The anti-amyloid drugs are not the only promising DMTs. Tau aggregation inhibitors are another
promising DMT. Tau is a biomarker of neurofibrillary Tangles (NFT), an AD-related disorder. It
naturally modifies microtubule stability and signaling pathways as well as axonal transportation. Toxic
aggregation is caused by a modification of tau conformation. To reduce AD progression, drug discovery
should consider ways to prevent tau aggregation. Study in mice has shown that tau oligomers can cause
mitochondrial damage, neuronal signaling disruption, synaptic loss, memory impairment, and disrupted
neuronal signaling.

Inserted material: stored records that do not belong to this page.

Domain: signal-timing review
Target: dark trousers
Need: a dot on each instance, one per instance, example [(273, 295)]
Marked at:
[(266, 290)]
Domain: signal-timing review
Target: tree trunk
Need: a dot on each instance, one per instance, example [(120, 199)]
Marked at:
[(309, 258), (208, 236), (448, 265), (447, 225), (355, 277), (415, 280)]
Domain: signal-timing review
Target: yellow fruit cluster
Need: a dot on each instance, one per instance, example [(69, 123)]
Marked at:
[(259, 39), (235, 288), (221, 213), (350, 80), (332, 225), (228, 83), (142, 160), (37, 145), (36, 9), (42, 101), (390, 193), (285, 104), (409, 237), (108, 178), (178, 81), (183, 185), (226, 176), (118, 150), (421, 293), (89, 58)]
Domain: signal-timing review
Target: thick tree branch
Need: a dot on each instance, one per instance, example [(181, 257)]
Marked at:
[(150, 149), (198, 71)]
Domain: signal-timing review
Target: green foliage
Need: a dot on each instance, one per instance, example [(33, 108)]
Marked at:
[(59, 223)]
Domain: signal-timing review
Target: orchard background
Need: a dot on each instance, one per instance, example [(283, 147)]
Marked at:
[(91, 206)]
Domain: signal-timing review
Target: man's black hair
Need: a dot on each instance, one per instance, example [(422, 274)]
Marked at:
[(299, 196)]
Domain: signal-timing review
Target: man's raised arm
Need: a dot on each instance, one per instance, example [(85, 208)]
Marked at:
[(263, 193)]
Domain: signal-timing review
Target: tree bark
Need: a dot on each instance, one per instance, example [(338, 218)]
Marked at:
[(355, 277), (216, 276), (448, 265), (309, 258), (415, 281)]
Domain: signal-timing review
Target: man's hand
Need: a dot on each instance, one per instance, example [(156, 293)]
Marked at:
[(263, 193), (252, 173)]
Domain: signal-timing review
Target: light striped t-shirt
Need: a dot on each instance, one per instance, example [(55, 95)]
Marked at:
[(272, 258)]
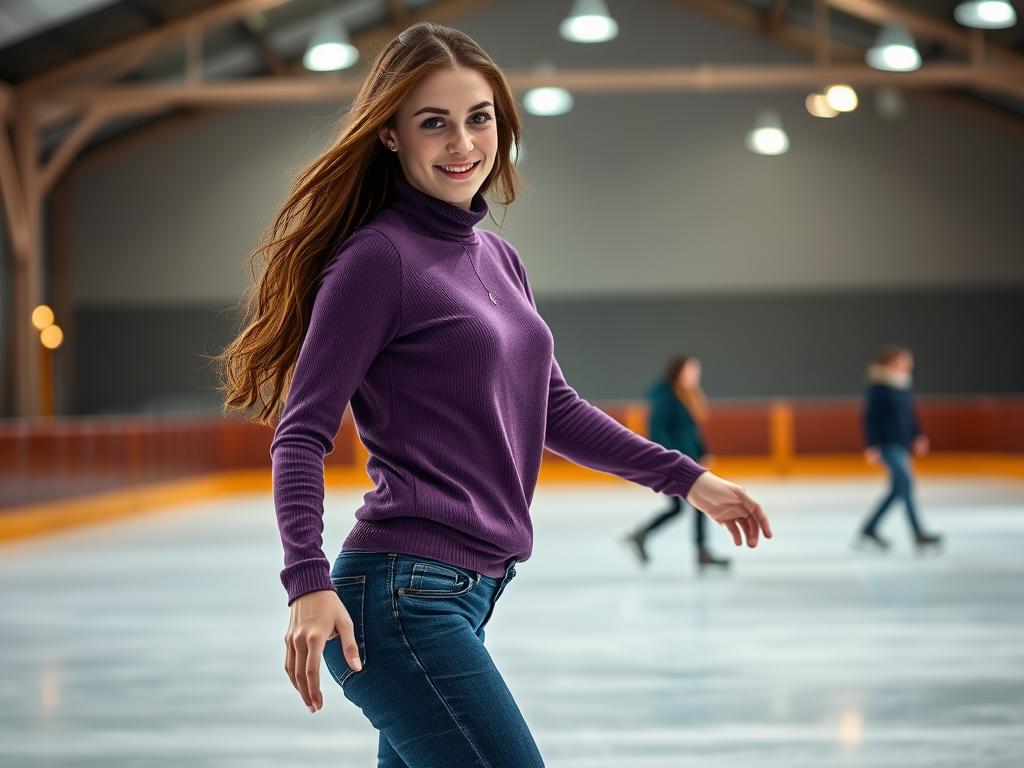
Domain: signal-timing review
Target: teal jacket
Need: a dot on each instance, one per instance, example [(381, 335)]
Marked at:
[(670, 423)]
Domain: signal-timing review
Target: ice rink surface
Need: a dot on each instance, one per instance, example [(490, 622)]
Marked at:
[(159, 642)]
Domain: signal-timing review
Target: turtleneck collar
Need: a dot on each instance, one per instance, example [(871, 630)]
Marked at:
[(435, 215)]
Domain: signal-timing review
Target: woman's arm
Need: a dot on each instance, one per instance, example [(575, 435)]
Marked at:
[(585, 434), (355, 313)]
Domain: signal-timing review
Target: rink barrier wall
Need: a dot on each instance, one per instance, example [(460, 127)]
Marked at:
[(67, 472)]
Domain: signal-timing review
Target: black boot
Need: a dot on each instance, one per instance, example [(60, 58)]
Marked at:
[(705, 558), (636, 542), (870, 539)]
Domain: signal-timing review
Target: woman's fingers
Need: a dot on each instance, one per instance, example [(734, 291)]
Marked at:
[(755, 509), (734, 529), (300, 670), (290, 660), (346, 634), (753, 530), (314, 652)]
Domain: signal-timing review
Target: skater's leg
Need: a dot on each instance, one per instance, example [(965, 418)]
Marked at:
[(891, 497), (898, 460), (386, 756), (675, 509), (428, 685), (699, 527)]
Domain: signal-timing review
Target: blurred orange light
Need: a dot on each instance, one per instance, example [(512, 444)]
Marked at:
[(51, 337)]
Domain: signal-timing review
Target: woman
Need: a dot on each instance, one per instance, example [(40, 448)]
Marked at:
[(379, 290), (891, 433), (678, 406)]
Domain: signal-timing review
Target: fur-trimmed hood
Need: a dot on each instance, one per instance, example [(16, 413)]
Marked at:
[(878, 374)]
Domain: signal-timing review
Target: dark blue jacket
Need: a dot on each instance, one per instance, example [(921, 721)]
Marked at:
[(670, 423), (890, 418)]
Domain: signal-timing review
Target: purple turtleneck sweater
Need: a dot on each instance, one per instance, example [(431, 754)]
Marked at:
[(428, 327)]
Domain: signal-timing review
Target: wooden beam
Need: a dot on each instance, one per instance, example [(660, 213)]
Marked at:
[(952, 35), (13, 195), (93, 120), (700, 78), (27, 288), (6, 97), (225, 12), (822, 51), (801, 39)]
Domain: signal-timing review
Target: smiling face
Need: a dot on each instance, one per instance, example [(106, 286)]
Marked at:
[(445, 134)]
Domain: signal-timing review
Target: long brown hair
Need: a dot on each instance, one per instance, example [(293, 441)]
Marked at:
[(692, 397), (335, 195)]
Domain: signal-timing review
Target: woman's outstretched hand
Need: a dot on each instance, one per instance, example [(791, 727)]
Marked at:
[(728, 504), (316, 617)]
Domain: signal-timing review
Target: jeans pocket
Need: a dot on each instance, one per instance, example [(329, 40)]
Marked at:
[(438, 581), (351, 591)]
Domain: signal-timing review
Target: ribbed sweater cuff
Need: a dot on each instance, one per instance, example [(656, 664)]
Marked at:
[(689, 471), (306, 576)]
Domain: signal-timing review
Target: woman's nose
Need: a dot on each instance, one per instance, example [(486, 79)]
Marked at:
[(461, 141)]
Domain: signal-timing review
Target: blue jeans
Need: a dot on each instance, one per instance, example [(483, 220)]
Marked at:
[(427, 683), (897, 460)]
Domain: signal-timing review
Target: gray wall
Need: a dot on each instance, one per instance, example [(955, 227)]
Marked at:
[(649, 229)]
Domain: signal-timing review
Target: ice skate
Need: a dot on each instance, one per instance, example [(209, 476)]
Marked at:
[(928, 543), (706, 559), (635, 542), (870, 540)]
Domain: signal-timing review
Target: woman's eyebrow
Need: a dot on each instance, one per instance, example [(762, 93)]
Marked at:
[(439, 111)]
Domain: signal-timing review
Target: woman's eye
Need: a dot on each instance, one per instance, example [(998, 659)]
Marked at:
[(435, 122)]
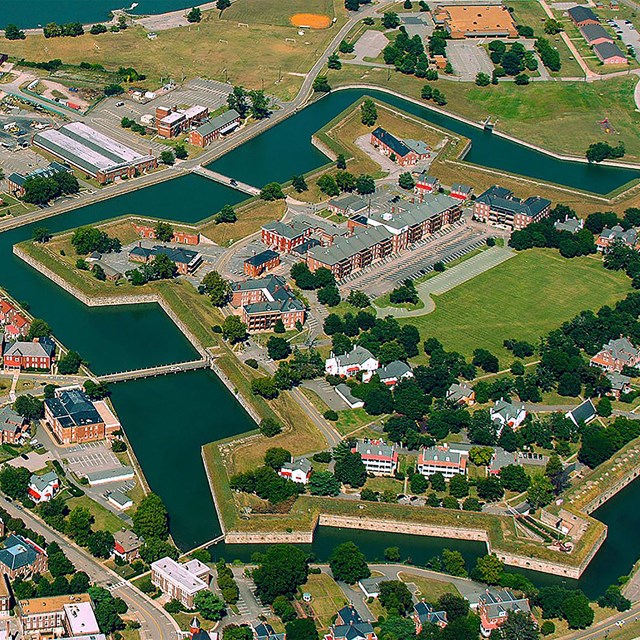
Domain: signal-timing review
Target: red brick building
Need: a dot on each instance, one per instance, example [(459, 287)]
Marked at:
[(182, 237), (258, 264), (406, 153), (216, 128)]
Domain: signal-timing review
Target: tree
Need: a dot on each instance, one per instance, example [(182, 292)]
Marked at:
[(323, 483), (282, 569), (238, 99), (406, 181), (163, 231), (195, 15), (540, 492), (217, 288), (167, 157), (12, 32), (41, 234), (395, 597), (351, 470), (151, 519), (299, 184), (29, 407), (348, 564), (302, 628), (272, 191), (210, 606), (490, 568), (368, 112), (278, 348)]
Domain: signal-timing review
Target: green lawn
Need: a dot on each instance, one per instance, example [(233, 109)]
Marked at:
[(523, 298)]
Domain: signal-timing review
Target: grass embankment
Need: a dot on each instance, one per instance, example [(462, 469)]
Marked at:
[(559, 116), (506, 302), (216, 48)]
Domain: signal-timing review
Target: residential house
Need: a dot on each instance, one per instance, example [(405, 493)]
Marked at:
[(616, 355), (350, 626), (297, 470), (582, 15), (16, 181), (58, 616), (186, 260), (74, 418), (216, 128), (461, 191), (126, 545), (584, 413), (498, 206), (595, 34), (494, 605), (379, 458), (29, 355), (264, 631), (264, 301), (349, 364), (461, 394), (609, 53), (182, 237), (620, 384), (572, 225), (424, 613), (171, 121), (347, 205), (392, 373), (426, 184), (405, 153), (20, 556), (441, 458), (257, 264), (43, 488), (507, 413), (13, 426), (180, 581), (344, 391)]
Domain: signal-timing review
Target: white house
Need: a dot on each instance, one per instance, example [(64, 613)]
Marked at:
[(391, 374), (299, 471), (43, 488), (348, 364), (507, 413)]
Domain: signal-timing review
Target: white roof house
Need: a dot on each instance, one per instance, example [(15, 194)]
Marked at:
[(348, 364)]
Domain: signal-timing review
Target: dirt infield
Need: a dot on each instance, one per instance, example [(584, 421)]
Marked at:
[(310, 20)]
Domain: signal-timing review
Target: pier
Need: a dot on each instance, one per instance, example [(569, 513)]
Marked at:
[(136, 374)]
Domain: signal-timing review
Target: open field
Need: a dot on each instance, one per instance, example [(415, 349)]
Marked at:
[(560, 116), (428, 589), (326, 597), (216, 48), (506, 302)]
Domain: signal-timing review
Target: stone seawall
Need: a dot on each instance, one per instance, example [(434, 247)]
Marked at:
[(105, 301)]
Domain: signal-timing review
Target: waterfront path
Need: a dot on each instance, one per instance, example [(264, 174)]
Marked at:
[(156, 623), (450, 279)]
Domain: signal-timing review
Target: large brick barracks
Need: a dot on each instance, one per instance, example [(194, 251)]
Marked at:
[(389, 227)]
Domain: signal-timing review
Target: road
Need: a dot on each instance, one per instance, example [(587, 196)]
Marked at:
[(156, 623)]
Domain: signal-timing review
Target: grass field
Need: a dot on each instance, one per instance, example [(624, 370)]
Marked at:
[(429, 589), (218, 48), (326, 597), (560, 116), (506, 302)]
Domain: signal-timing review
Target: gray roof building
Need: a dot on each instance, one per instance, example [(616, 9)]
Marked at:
[(72, 407)]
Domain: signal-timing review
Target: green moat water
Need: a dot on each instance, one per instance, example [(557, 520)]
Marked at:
[(169, 418)]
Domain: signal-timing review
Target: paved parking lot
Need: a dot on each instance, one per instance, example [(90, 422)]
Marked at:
[(629, 36), (468, 59), (90, 457)]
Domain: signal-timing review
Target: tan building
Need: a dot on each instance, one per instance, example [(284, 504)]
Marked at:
[(478, 21), (180, 581)]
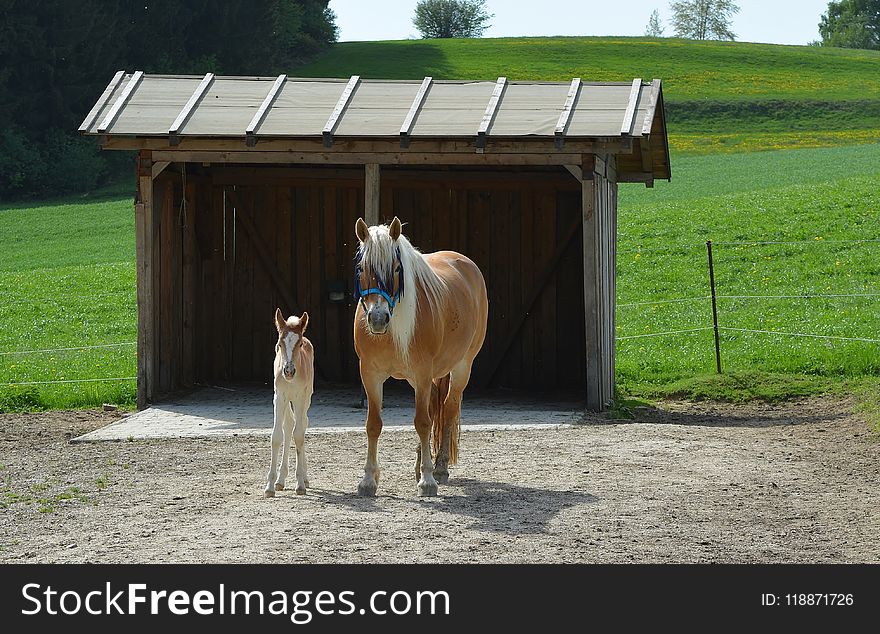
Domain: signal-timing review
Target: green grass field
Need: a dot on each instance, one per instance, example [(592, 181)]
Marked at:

DMT (disease-modifying therapies) such as small molecules can be used to stop the
initial step of tau aggregation, and thus reduce its accumulation. Methylene blue,a blue dye that inhibits
tau aggregation, has entered phase II clinical trials for mild to moderate AD. The drug causes urine to turn
blue after administration. This indicates that there is no binding. This was strongly criticized. Another
approach suggests that inhibition of specific kinases, such as glycogen synthase 3b (GSK3b), can block
tau hyperphosphorylation. Examples of these entities include tideglusib (14, or NP-031112 (NP-12)a
thiazolidinedione-derived compound, lithium, pyrazolopyridines, pyrazolopyrazines, sodium valproate,
and others. AZD0530 ( is another protein kinase inhibitor. It acts by inhibiting tyrosine kinase. This drug
has been shown to improve memory in transgenic mice.